So how did a Roman Catholic Saint, of all people, come to be associated with the holiday intended for the expression of intense physical love? Good question.
Like many modern holidays (I'm looking at you, Xmas), what we celebrate today is just a patch early christians threw on over pre-existing pagan rituals (Saturnalia, anyone?). That explains why, say, we celebrate the resurrection of Jesus with eggs and bunnies-- the christian element was overlaid on a pre-existing springtime fertility ritual.
St. Valentine's day is a similar case. Nobody is sure which St Valentine we're celebrating exactly (there were at least three) but his day is an overlay of the ancient Greco-Roman festival of Lupercalia, in which was celebrated both the holy marriage of Zeus (Jove) and Hera (Juno), as well as in Rome the founding of their city (Romulus, Remus, wolves, "Lupe"-- it's all connected).

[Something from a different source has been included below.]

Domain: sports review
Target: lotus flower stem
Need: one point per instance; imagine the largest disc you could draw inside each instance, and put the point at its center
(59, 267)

There was all sorts of courting between young folks of both sexes, and it was generally very frolicky. Lupercalia was a very, very ancient festival, and it had replaced (more absorbed, really) an even more ancient one, Februa, which, you may guess, is where we get the name for the month of February. Now you know, and knowing is half the battle.
My drawing is of the sacred couple themselves, Zeus and Hera, in embrace, behind a water lilly, one of Hera's sacred flowers.